Elle n’ignore pas le danger que courent les imaginations des solitaires ! Les aurores boréales et les soleils de minuit ont aussi leurs Tartarins ; et le Per Gynt d’Ibsen, débarrassé de l’obscure complexité où le grand dramaturge du Nord nous a moins prouvé la profondeur que la confusion de ses idées philosophiques, nous en présente un admirable type. Plus fréquent en Norvège qu’en Suède, Selma Lagerlöf devait cependant le rencontrer, et à peu près dans la même classe sociale[1]. C’est un pauvre matelot, dont sa mère dira que tout enfant il était plus beau, plus blanc que les autres, un fils de prince né par hasard sous un toit de chaume, sur une côte sablonneuse et plate. On le tient dans le pays pour un menteur invétéré. Il n’a cependant aucune intention de tromper.
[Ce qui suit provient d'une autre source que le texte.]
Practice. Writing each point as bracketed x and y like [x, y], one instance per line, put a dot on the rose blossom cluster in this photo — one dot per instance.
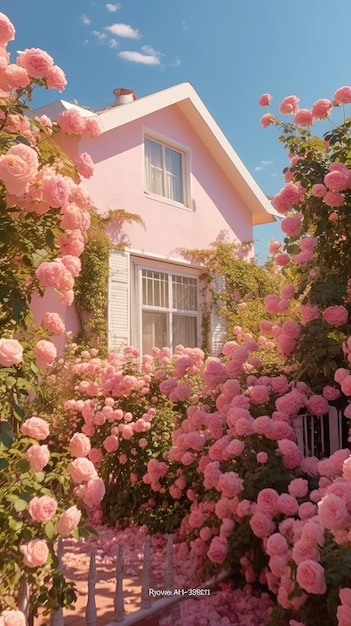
[45, 508]
[30, 63]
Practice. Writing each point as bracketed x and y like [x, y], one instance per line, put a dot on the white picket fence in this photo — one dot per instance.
[146, 610]
[316, 436]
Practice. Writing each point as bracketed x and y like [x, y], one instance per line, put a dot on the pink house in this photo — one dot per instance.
[164, 158]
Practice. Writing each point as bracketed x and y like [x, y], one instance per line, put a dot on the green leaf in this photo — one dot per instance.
[50, 530]
[3, 463]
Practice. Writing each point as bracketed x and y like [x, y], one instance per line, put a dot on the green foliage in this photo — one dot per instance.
[240, 302]
[324, 281]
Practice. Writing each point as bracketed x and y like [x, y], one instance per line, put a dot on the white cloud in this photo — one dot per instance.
[148, 56]
[123, 30]
[112, 8]
[98, 35]
[176, 61]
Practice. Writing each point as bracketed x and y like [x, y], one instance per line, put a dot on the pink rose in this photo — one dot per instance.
[72, 264]
[336, 315]
[35, 427]
[68, 521]
[289, 105]
[45, 353]
[261, 524]
[259, 394]
[276, 544]
[7, 30]
[85, 165]
[35, 61]
[54, 323]
[287, 504]
[321, 108]
[343, 95]
[310, 577]
[42, 509]
[13, 618]
[16, 77]
[266, 119]
[79, 445]
[38, 457]
[17, 168]
[303, 117]
[111, 443]
[332, 512]
[55, 78]
[35, 553]
[267, 500]
[308, 313]
[265, 99]
[54, 188]
[217, 551]
[318, 190]
[336, 180]
[81, 470]
[71, 122]
[343, 614]
[291, 225]
[330, 393]
[11, 352]
[298, 487]
[333, 199]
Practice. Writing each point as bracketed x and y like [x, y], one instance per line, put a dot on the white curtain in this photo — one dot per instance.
[173, 175]
[153, 167]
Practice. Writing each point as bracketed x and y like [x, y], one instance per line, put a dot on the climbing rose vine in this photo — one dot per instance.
[44, 217]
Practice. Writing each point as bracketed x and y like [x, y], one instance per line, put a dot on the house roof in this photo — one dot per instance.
[185, 97]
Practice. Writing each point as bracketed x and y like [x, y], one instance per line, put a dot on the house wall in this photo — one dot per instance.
[215, 208]
[118, 182]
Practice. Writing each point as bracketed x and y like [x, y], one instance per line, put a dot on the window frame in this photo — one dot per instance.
[184, 151]
[170, 311]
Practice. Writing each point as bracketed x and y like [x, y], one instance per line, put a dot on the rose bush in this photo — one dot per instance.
[39, 187]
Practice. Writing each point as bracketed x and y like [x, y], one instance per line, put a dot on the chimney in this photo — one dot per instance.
[123, 96]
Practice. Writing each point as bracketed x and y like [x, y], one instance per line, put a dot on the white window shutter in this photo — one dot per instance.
[218, 325]
[118, 301]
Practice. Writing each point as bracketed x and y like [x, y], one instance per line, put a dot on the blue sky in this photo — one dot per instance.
[231, 51]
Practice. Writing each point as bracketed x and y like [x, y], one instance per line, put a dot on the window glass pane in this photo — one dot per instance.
[155, 288]
[184, 293]
[153, 167]
[173, 175]
[184, 331]
[154, 330]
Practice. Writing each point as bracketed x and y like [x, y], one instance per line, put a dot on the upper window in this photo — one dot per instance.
[164, 171]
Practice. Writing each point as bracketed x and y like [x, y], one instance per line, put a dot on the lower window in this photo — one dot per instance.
[169, 309]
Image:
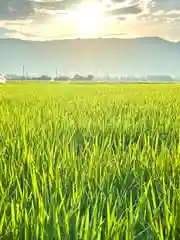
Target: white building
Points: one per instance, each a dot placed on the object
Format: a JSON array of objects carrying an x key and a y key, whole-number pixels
[{"x": 2, "y": 79}]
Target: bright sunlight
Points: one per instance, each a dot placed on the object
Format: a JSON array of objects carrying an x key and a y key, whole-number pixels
[{"x": 88, "y": 18}]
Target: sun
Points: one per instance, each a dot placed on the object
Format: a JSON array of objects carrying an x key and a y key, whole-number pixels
[{"x": 87, "y": 18}]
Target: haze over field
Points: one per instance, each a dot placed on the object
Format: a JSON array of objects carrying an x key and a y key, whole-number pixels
[{"x": 97, "y": 56}]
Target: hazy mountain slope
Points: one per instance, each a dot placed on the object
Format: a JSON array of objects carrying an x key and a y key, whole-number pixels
[{"x": 114, "y": 56}]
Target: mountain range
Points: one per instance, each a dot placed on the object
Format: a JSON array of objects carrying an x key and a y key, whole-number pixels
[{"x": 113, "y": 56}]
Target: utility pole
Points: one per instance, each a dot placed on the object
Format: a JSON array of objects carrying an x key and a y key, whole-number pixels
[
  {"x": 23, "y": 73},
  {"x": 56, "y": 73}
]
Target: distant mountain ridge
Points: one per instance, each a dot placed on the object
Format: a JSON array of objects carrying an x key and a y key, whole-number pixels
[{"x": 113, "y": 56}]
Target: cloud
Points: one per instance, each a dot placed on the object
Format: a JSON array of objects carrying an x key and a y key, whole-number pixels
[
  {"x": 46, "y": 19},
  {"x": 15, "y": 9},
  {"x": 127, "y": 10}
]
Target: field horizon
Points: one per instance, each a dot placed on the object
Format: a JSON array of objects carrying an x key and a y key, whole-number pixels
[{"x": 96, "y": 161}]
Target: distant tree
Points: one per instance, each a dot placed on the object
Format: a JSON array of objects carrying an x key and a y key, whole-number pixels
[
  {"x": 62, "y": 78},
  {"x": 90, "y": 77}
]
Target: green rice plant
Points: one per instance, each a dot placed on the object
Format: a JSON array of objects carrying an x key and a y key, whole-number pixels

Il imagine, et vit au milieu de ses richesses imaginaires comme un dormeur que le bruit des lazzi ne réveillerait pas. Il est brave. Il ne rechigne ni à la peine, ni au péril ; mais son esprit ne consent jamais à toucher terre. Il épousera, loin de son hameau, une jeune fille séduite par cette distinction naturelle qui donne à ses grossiers vêtemens l’apparence d’un déguisement, et par les descriptions de son opulente demeure et de sa noble famille. Il l’emmène, et, tout le long du voyage, il lui verse sans scrupule l’ivresse de ses fictions dont il ne sent pas qu’elles deviennent criminelles. On arrive enfin ; et les voici qui cheminent à travers les chardons et les sables, elle d’abord déçue, puis inquiète, puis épouvantée, lui désormais silencieux, tous deux inégalement victimes d’une imagination qui ne s’est

  1. La Femme du Pécheur (les Liens invisibles).